Integral for work done leading to potential energy sign confusion

[Ebby]

Homework Statement

What is the work done by gravity in moving the particle from a distance of infinity to a distance R from the centre of the Earth (where R > the radius of the Earth)?

Relevant Equations

W = F * r

What is the work done by gravity in moving the particle from a distance of $\infty$ to a distance $R$ from the centre of the Earth (where $R$ > the radius of the Earth)?

The answer is obvious, since the displacement and the force of gravity are in the same direction. Therefore, gravity does positive work in the amount $W_{grav} = GMm/R$.

However, I want to show you how I am tempted to formulate my answer wrongly, which leads to an answer of the wrong sign. I am hoping someone can explain clearly why this is wrong. I keep coming back to problems like this, and am plagued by the same confusion every time. I am hoping finally to resolve this issue in my mind!

So, we're going to use the equation generally given with the form: $W = \int_a^b \vec F \cdot \, d\vec r$. In this particular case we have: $$W_{grav} = \int_\infty^R -\frac {GMm} {x^2} \, {\hat x} \cdot -dx \, \hat x$$
$$= \int_\infty^R \frac {GMm} {x^2} \, dx$$
$$= GMm \int_\infty^R \frac 1 {x^2} \, dx$$
$$= \frac {-GMm} {x} \left. \right |_{\infty}^R$$
$$= \frac {-GMm} {R}$$

Which is of course wrong.

Additionally, I have difficulty thinking of a force (gravity in this case) doing positive work on an object, and yet the object having less P.E. afterwards, not more. It's more intuitive for me to think of an object being "worked on" and consequently having more energy. What is a better way to think about this?

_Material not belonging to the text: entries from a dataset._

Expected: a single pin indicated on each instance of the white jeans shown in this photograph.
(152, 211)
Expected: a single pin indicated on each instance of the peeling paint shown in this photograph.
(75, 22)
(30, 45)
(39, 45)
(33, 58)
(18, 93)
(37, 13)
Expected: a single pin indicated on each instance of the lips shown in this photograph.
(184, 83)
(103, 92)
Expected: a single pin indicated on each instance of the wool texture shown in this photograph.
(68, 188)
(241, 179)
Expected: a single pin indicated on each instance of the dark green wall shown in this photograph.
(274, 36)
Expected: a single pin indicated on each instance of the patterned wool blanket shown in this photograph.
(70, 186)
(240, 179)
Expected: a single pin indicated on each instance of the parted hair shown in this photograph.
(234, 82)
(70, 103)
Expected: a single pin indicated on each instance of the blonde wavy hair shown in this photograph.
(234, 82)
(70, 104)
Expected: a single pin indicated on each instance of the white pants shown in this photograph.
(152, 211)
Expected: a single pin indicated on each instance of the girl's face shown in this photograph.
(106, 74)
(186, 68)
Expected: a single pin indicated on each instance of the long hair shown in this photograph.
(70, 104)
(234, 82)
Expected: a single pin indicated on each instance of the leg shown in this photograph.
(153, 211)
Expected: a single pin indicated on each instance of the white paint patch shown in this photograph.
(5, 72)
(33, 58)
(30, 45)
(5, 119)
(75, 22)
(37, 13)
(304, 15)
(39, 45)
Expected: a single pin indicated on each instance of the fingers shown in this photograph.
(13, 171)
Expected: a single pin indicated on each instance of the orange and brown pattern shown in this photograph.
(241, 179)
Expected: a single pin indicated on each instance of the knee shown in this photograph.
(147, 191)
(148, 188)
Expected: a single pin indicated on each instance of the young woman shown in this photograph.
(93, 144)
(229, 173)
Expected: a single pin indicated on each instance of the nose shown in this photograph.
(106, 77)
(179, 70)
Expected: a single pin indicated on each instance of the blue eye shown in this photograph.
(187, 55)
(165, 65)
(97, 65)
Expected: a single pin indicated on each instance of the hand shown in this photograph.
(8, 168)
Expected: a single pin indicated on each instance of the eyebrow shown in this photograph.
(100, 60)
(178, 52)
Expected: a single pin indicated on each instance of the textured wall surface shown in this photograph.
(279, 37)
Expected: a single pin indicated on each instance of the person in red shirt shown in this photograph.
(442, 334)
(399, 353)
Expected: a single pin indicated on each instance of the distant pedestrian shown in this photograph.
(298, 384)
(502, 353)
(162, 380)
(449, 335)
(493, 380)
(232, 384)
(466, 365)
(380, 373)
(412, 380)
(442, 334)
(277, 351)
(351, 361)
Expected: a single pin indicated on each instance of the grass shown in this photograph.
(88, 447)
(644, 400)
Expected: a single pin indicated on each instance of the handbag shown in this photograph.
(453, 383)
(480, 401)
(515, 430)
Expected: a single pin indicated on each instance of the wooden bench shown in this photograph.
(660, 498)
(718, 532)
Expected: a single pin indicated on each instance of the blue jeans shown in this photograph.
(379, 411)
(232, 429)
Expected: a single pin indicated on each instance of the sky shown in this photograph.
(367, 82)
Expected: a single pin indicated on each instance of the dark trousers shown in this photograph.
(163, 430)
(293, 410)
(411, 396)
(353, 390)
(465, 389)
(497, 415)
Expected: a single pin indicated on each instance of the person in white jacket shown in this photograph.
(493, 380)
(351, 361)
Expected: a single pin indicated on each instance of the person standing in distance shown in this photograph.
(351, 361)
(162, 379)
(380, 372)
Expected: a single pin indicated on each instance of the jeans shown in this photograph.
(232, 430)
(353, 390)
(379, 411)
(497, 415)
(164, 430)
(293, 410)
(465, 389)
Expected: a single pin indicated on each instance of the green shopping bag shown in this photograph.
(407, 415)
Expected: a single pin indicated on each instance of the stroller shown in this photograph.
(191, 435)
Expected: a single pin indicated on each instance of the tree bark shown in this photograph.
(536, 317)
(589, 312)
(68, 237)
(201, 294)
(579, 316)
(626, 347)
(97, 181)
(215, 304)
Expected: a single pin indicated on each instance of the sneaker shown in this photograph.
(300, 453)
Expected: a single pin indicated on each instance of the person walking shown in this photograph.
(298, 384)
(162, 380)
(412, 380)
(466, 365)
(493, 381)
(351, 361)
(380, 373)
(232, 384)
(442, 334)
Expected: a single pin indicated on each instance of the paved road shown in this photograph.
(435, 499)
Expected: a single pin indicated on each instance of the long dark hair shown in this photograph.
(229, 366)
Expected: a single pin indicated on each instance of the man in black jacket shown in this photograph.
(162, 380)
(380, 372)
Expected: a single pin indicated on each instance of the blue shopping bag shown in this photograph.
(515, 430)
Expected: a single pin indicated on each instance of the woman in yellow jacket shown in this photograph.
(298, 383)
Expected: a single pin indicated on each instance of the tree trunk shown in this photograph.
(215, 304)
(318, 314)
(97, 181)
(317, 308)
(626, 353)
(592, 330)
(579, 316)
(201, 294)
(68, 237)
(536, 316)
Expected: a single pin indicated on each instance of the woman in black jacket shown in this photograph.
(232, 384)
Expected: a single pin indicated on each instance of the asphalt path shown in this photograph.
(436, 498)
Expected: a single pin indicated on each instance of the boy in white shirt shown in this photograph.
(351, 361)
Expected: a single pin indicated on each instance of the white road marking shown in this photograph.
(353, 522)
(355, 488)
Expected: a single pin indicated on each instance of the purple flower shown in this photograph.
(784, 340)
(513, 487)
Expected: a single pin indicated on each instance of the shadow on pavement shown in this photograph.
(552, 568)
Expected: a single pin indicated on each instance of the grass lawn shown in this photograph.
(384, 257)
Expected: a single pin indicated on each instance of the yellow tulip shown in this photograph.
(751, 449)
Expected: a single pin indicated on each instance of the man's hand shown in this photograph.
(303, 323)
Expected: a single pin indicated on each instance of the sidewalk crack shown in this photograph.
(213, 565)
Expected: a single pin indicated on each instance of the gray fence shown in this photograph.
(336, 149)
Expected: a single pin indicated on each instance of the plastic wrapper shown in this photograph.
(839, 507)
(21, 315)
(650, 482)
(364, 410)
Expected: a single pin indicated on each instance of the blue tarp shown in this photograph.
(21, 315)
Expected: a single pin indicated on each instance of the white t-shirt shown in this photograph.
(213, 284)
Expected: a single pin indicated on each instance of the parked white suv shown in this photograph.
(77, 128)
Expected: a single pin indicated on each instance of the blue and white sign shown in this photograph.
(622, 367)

EDIT: I see that my sketch is slightly wrong. There's a $\hat x$ that needs to be the numerator, not the denominator. Anyway, all the LaTeX is fine.

 

[Hill]

There should be dx rather than -dx in the first integral. dx goes in the x-axis direction, the force is negative as it is in the opposite direction, and the direction of motion is determined by the limits of the integral.
The work is converted to the kinetic energy of the falling body.

 

[kuruman]

Your problem is using the equation for work $W = \int_a^b \vec F \cdot \, d\vec r$ incorrectly. You can (a) use the "cosine" definition of work $dW=\vec F \cdot \, d\vec r=F\,dr\,\cos\theta$, in which case you have to worry about the angle between the force and the displacement or (b) use unit vector notation but not a mix of both which is what you did. The second method is foolproof if you set it up right. Here is how:

First write the two vectors in unit vector form. I will be using the radial direction but you can easily change symbols $r$ and $\mathbf{\hat {r}}$ to $x$ and $\mathbf{\hat {x}}$). By definition $\mathbf{\hat {r}}$ points radially out and $r$ increases in that direction which means $d\mathbf{r}=dr~\mathbf{\hat {r}}$ always. This is where you went wrong.

Next write the force and form the dot product
$\mathbf{F}=\dfrac{GmM}{r^2}(-\mathbf{\hat {r}}).$
$\mathbf{F}\cdot d\mathbf{r}=\dfrac{GmM}{r^2}(-\mathbf{\hat {r}})\cdot dr~\mathbf{\hat {r}}=-\dfrac{GmM}{r^2}dr.$
You now have the integrand, so put it under the integral sign, set the limits and integrate $$W=\int_{\infty}^R \left(-\frac{GmM}{r^2}dr\right)=\frac{GmM}{R}.$$ Note that if you were integrating the opposite way (radially out), all you would have to do is flip the limits of integration which flips the overall sign of the integral. When applied correctly, the unit vector method automatically takes care of all signs regardless of vector direction and sense of integration.

 

[kuruman]

It's more intuitive for me to think of an object being "worked on" and consequently having more energy.

What kind of energy? Answer: Kinetic not potential. The work energy theorem says that the change in kinetic energy is equal to the total work done on the object, $\Delta K=W_{tot}$. In this case $$\Delta K =W_g=\frac{GMm}{R}$$ and the kinetic energy increases. The gravitational potential energy change is, by definition, the negative of the work done by gravity, $$\Delta U = - W_g=-\frac{GMm}{R}.$$ The two equations can be combined to a statement of mechanical energy conservation: $$\Delta K+\Delta U=0$$ which says that the sum of energy changes is zero, i.e. one kind of energy increases at the expense of the other. The conversion from one form to another is mediated by the conservative force which does work on the object that is either positive (increase of kinetic and decrease of potential) or negative (decrease of kinetic and increase of potential).

 

[PhDeezNutz]

you don’t assign a direction to dx in the integral, that is taken care of by the order of the integration bounds. So don’t negate it twice.

 

[Ebby]

Thank you. This is very helpful, especially @kuruman's explanation.